Is there any way in Yara-L to check if a UDM field contains a substring of another UDM field? The following example shows a use case for this and the question I am trying to ask of the data:
Solved! Go to Solution.
Looks like I was beaten to the punch, but since I already prepped this I'll throw it in here with the hope that this makes things even more clear.
The logic in the original post appears like it should work. I adapted it to some sample data we have in our demo instance. I kept this to a single event, but the logic remains identical.
The rule:
rule variable_testing {
meta:
author = "amalone and now eugene"
description = "Test using variable in various positions of the regex function"
severity = "Low"
events:
$event.metadata.event_type = "PROCESS_LAUNCH"
$event.metadata.product_name = "Microsoft-Windows-Sysmon"

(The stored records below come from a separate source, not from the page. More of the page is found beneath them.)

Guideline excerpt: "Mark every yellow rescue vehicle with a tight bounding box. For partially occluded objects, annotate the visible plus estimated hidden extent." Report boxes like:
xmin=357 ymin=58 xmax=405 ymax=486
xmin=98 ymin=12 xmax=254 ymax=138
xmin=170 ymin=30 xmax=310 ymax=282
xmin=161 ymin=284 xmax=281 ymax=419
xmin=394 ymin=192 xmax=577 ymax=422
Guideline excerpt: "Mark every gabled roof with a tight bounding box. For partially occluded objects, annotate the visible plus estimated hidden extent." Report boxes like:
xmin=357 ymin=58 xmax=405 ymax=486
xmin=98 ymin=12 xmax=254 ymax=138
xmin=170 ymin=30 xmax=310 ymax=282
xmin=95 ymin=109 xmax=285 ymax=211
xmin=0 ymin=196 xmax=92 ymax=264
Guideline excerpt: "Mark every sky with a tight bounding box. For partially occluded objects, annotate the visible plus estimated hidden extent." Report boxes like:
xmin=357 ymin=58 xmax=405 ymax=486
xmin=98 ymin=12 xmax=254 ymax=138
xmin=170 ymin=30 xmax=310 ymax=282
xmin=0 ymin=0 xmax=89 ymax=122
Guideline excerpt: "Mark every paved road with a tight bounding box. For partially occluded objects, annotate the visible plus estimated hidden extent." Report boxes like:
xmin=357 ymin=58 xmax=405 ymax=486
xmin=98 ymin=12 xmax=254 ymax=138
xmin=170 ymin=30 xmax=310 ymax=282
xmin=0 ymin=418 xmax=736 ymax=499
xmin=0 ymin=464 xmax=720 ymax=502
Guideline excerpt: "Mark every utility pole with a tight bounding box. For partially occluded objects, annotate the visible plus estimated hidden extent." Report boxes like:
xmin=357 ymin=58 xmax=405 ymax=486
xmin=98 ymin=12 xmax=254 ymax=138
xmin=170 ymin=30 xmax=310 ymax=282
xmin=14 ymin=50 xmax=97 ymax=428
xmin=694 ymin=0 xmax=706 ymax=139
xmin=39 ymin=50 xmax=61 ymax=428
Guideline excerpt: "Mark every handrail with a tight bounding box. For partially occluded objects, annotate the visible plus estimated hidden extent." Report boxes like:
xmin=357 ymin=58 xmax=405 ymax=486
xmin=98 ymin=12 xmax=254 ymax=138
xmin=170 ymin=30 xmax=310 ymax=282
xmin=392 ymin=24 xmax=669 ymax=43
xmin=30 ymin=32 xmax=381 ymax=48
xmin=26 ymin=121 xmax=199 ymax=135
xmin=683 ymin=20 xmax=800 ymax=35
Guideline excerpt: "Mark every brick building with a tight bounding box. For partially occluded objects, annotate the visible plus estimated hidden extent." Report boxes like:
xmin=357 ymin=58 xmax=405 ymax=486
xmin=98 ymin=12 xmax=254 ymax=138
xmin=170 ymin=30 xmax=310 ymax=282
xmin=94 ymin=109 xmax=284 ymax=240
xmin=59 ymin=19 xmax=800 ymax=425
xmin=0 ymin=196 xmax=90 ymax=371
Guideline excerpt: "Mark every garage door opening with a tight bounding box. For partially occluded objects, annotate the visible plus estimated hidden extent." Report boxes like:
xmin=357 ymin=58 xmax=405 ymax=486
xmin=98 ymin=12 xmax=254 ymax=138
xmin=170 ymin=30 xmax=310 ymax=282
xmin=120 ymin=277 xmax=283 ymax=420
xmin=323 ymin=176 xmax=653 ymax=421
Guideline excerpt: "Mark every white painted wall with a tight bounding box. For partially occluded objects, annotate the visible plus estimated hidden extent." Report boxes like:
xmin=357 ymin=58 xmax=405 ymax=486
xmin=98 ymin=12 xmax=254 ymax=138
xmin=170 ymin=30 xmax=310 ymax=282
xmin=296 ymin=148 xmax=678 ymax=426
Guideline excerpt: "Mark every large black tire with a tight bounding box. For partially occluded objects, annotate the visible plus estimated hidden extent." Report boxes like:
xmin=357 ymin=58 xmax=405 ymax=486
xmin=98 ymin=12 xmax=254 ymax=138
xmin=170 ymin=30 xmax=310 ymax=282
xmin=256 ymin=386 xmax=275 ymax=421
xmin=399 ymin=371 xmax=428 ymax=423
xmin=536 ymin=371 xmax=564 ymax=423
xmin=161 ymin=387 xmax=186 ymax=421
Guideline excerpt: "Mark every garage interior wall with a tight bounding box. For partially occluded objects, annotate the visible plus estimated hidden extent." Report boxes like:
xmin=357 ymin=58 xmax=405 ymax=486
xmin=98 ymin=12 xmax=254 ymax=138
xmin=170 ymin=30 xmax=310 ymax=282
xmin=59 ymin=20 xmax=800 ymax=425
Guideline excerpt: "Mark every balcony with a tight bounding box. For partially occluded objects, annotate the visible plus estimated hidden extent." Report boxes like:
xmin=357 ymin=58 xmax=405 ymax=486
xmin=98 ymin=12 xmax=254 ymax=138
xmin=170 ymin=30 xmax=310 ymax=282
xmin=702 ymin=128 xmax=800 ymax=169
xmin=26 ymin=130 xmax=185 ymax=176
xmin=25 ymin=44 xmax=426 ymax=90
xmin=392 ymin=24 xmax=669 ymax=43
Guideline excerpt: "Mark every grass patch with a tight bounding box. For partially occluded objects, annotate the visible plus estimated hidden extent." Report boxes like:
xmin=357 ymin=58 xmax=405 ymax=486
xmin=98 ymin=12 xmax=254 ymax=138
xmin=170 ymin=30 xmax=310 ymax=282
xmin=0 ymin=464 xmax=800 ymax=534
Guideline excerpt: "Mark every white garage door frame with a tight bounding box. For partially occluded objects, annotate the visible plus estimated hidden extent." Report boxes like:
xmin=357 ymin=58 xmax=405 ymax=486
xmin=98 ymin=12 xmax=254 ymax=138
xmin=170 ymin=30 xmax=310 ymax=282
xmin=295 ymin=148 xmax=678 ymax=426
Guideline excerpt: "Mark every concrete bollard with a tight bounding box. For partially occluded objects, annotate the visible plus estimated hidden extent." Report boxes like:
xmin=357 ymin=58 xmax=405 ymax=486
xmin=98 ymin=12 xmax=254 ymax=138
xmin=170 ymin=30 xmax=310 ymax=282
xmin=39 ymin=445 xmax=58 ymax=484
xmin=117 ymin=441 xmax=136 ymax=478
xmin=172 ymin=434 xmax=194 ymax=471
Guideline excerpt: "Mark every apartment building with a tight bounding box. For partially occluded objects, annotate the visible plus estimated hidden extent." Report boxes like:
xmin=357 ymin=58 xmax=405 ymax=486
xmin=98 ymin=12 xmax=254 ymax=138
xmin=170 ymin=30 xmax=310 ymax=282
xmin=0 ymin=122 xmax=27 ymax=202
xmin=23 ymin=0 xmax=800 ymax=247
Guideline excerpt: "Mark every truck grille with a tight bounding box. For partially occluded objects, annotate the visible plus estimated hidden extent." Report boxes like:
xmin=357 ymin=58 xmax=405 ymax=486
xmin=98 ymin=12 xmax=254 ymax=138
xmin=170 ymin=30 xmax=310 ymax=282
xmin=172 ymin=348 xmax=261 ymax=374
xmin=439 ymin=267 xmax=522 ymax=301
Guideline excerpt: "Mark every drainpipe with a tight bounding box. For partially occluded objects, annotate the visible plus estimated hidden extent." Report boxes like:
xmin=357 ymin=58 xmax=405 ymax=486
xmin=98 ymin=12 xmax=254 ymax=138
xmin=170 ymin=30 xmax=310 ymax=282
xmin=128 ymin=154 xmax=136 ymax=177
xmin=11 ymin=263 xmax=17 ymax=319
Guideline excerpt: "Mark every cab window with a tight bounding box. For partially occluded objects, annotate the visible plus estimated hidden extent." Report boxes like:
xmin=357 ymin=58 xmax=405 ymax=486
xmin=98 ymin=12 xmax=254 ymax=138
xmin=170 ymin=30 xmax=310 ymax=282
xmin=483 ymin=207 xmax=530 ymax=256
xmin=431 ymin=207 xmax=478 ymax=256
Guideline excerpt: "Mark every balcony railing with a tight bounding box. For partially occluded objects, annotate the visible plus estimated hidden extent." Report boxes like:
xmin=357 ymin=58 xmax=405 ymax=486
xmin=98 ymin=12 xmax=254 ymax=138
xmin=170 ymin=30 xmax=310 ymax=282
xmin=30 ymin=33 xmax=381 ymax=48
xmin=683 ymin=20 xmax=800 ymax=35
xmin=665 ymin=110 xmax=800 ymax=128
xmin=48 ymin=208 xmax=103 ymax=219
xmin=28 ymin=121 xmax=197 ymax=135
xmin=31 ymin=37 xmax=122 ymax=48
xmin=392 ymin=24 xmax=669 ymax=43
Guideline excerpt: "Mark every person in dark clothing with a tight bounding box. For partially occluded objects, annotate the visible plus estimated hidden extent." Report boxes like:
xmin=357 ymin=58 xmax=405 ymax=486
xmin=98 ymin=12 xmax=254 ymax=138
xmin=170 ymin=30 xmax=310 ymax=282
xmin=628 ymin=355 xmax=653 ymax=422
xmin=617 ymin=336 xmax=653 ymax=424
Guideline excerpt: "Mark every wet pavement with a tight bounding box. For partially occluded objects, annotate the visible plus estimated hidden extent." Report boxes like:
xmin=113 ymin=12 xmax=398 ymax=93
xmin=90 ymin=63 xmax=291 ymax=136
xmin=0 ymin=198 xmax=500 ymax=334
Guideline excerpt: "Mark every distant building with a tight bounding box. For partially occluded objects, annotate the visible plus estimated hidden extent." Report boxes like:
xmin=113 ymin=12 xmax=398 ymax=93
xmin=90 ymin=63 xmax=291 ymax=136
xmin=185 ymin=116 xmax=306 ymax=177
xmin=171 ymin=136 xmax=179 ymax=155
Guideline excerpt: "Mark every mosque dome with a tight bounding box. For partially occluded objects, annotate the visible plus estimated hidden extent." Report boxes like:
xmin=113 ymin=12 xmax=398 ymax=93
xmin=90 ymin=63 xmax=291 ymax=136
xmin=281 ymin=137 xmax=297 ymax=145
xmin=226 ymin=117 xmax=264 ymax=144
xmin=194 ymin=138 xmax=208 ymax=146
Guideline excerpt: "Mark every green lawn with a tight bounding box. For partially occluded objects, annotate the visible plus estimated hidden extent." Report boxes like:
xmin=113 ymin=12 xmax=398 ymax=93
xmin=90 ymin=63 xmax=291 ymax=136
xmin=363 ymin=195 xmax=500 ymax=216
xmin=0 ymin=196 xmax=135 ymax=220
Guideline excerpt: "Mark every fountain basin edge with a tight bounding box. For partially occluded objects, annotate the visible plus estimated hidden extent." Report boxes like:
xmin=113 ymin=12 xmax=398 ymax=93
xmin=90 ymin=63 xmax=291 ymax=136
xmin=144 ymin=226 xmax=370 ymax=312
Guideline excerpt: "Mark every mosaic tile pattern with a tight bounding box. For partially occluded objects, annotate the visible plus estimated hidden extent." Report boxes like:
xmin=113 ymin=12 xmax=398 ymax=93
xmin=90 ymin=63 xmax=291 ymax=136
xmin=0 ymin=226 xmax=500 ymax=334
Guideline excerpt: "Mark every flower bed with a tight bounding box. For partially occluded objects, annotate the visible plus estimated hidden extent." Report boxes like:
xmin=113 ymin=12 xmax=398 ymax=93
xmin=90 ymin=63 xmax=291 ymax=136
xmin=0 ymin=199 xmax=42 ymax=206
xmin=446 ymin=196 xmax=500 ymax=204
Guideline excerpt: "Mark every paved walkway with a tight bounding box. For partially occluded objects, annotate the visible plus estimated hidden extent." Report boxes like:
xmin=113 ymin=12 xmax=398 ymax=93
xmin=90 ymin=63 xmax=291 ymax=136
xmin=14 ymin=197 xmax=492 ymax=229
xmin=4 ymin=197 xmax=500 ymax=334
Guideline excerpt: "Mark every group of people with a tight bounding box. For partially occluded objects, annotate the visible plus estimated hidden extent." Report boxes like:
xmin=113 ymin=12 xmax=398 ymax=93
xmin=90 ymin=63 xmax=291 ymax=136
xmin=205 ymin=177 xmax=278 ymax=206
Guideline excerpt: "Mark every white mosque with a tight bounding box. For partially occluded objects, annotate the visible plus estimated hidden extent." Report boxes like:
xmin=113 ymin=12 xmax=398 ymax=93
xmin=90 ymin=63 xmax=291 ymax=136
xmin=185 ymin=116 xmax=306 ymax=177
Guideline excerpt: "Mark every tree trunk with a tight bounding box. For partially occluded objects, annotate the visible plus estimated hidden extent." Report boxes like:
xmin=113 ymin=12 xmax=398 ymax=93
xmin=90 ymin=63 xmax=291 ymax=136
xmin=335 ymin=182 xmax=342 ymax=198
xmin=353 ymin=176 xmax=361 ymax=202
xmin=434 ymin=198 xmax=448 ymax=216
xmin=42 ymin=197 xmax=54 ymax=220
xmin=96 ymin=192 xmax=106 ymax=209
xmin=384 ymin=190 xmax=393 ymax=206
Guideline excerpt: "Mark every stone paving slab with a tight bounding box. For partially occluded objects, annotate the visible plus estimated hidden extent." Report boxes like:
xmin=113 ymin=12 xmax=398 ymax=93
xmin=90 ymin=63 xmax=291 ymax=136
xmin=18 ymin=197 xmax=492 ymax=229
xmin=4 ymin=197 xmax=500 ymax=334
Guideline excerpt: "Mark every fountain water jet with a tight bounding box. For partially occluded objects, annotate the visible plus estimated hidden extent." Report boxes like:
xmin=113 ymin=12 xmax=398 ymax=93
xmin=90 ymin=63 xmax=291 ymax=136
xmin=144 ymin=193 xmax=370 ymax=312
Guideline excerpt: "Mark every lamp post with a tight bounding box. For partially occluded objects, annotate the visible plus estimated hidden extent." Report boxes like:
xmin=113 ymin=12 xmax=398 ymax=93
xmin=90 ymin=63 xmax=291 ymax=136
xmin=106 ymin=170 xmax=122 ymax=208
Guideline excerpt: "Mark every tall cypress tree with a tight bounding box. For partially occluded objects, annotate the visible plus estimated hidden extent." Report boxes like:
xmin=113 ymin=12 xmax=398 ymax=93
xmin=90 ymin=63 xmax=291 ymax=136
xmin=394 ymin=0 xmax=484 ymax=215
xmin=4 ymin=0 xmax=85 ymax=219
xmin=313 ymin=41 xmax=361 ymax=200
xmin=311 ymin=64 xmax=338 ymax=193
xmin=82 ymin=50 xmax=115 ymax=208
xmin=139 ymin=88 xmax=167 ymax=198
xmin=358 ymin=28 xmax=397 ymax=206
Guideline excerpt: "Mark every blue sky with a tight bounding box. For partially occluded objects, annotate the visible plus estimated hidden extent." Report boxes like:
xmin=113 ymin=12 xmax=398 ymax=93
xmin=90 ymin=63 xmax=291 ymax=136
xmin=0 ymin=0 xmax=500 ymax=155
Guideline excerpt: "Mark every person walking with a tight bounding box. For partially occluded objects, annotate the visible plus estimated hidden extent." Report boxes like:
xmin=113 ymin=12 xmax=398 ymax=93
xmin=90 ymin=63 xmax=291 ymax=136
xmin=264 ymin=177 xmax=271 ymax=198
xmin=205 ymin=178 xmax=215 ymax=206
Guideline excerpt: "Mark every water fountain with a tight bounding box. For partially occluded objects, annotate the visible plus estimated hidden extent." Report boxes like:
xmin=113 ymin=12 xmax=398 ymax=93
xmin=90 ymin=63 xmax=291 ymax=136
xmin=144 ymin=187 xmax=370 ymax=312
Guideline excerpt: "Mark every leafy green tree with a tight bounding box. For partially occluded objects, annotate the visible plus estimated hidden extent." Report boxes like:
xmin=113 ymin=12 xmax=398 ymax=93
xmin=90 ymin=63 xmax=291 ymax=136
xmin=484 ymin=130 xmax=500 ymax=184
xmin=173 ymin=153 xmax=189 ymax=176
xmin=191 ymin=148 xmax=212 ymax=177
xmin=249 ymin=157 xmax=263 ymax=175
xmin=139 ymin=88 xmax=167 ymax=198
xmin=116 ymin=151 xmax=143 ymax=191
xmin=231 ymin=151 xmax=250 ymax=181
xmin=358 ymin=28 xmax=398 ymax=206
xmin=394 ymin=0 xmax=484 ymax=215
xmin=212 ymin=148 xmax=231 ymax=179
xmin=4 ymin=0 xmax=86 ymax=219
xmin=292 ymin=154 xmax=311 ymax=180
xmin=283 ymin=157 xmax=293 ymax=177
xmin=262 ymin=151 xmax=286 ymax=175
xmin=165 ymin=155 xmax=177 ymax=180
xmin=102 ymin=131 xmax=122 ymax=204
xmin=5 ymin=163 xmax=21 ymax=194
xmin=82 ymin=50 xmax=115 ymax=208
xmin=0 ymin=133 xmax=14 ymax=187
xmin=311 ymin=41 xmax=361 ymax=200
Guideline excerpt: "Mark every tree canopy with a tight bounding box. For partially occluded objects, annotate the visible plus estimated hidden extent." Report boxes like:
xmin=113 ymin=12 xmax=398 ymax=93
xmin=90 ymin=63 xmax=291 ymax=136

$hostname = strings.to_lower($event.principal.hostname) // going to be "danieljones-pc"
$name_substring = strings.to_lower(re.capture($event.principal.hostname, "^([^-]*)")) // should pick up "danieljones
$fullpath = $event.src.file.full_path // should be "C:\Users\danieljones\Desktop\"
re.regex($fullpath, $name_substring) // checks to see if "danieljones" exists in the fullpath
outcome:
$Unaltered_Hostname = $hostname
$Extracted_Username = $name_substring
$Full_Path = $fullpath
condition:
$event
}
And here are some of the resulting detections along with the pertinent fields displayed (seems I can't upload images so here is a table):
timestamp | Detection ID | event | Full_Path (Outcome) | Extracted_Username (Outcome) | Unaltered_Hostname (Outcome) |
2022-12-22T00:10:25Z | de_0c0f2e1a-e9c4-f20a-847c-3876f95239a5 | executable.exe launched by sandbox-control.exe | C:\Users\danieljones\Desktop\ | danieljones | danieljones-pc |
2022-12-22T00:10:35Z | de_c5e1bb87-476a-68e5-1c0f-5254d02372b5 | WindPlugin.exe launched by explorer.exe | C:\Users\danieljones\AppData\Roaming\Microsoft\Windows\Start Menu\Programs\Startup\ | danieljones | danieljones-pc |
2022-12-22T00:10:55Z | de_37638139-4917-93e9-d3a2-9c1e6991e340 | program.exe launched by explorer.exe | C:\Users\danieljones\Desktop\ | danieljones | danieljones-pc |
2022-12-22T00:24:06Z | de_83b814ab-491f-6f38-00ed-33fe65490fae | executable.exe launched by sandbox-control.exe | C:\Users\danieljones\Desktop\ | danieljones | danieljones-pc |
2022-12-22T00:24:16Z | de_d8c1187c-ede6-1b49-5da1-7759ccce5387 | WindPlugin.exe launched by explorer.exe | C:\Users\danieljones\AppData\Roaming\Microsoft\Windows\Start Menu\Programs\Startup\ | danieljones | danieljones-pc |
2022-12-22T00:24:36Z | de_fd46a82b-888c-881c-1e35-5273aa873336 | program.exe launched by explorer.exe | C:\Users\danieljones\Desktop\ | danieljones | danieljones-pc |
As I read this, it sounds like you are trying to extract a value from one field in one event, extract a value from another field in another event (maybe same field, maybe different) and make them part of your join to determine if the rule will fire. Below is an adaptation of what I think you are attempting but using some data I had handy that I was working with.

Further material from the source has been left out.